One eye popped open.

“What the heck are you doing in my room?”

“Look what I got in the mail just now.” He held the box over his face.

David rubbed his eyes and sat up. “Oh damn! I almost forgot about them.”

“Come on, get dressed so we can put it all together.”

They set up shop in the kitchen of the downstairs apartment. Taking turns tearing the brown wrapper and slicing open the box, they carefully extracted the diminutive, oblong plastic tank. Inside it were two packets and a bottle that looked like something eyedrops would come in.

There was a small radio on the windowsill. Patrick turned it on while he shook the box. A folded-up paper landed in his palm. Christopher Cross’s “Sailing” came drifting through the lone speaker.

“Nope,” David said, turning the dial until he hit on “Call Me” by Blondie.

“All the directions are in Chinese or something,” Patrick said, unfolding the square of onionskin paper.

“We don’t need ’em,” David said. “The steps are written on the bottle and packets.”

The bottle was the water conditioner.

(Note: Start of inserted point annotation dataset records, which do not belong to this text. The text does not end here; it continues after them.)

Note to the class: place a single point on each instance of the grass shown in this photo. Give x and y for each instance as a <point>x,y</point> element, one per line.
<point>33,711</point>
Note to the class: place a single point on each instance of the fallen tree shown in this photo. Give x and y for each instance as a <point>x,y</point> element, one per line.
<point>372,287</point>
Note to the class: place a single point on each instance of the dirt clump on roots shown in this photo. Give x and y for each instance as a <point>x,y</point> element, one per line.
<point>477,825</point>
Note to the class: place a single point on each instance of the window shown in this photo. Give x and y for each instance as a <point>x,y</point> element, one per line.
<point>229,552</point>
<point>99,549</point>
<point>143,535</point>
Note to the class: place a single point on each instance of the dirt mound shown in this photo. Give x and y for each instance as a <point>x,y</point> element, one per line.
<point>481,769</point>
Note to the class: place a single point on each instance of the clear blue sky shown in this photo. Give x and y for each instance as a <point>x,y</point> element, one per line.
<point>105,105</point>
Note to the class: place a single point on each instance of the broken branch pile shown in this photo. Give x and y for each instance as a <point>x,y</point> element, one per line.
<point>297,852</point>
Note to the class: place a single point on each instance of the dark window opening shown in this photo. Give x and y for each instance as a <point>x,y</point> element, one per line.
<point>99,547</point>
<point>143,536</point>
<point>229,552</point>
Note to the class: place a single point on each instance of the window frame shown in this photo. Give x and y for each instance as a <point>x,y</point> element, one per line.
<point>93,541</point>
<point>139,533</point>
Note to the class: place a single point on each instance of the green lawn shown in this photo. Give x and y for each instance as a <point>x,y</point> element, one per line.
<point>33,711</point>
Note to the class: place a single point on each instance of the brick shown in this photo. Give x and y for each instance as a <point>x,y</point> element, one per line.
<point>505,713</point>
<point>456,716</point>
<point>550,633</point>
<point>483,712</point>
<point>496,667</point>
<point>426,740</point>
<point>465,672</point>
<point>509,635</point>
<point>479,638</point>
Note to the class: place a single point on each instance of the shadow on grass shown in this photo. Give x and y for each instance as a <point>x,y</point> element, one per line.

David read the superfine print on the back of it.

“It says you have to fill the sea serpent home with tepid water.”

Patrick’s eyebrow shot up. “What the heck is tepid water?”

“It can’t mean hot. Or cold. Wouldn’t that kill the sea serpents?”

“Maybe it’s a special kind of water. You ever see tepid water at the store?”

David turned on the faucet. “We’ll just add room temperature water. It works for regular fish.”

“If you say so. You better not kill them before they’ve had a chance to hatch or grow or whatever they do.”

Patrick pinched one of the packets between his thumb and forefinger. It said: AMAZING SEA SERPENTS!

“How the heck can sea serpents be in here?” He shook the packet. It sounded as if it were filled with pepper.

“They’re supposed to grow when they hit the water, bozak,” David replied. He had the water all the way to the fill line. “Now, I have to add three drops to the water and we wait ten minutes.”

The other packet was labeled: FOOD.

There didn’t seem to be much of it. If these things were going to grow to look like they did in the comics, surely they’d need more than that.

Patrick was beginning to feel that his parents were right.

When it was time to open the sea serpent pack, he was dubious at best.

“What the hell?” David said as Patrick emptied the contents—tiny granules that looked like dark sand pebbles—into the tank. They floated for a moment, then sank lazily to the bottom.

“Well, there goes the serpent dust,” David said.

“There’s no way those things are gonna grow into sea serpents.”

“They look more like fish food, not fish.”

Patrick read the food packet, opening a corner and spilling some into the palm of his hand. The red flakes, each so small it could fit in the groove of a fingerprint, smelled like low tide at Orchard Beach.

“It says we don’t feed them until they’ve had a week to grow.”

David pinched his nose. “That reeks! Wash your hands, man. I don’t think we’re gonna have anything in a week to feed.”

Patrick scrubbed his hands clean.

The boys knelt close to the tank, watching the little black balls sit motionless.

“You think we got ripped off?” Patrick said.

“I don’t know. I hope not. Look, we’ll just leave them here and check on them every day. Maybe they’ll surprise us.”

“And where’s the city they’re supposed to live in? I thought we’d at least get some little buildings and stuff.”

David chuckled. “Maybe once they grow, they’ll build it themselves. Come on, let’s go see if Mike will let us in his pool.”

The Amazing Sea Serpents were left on the drain board, but were never far from their minds.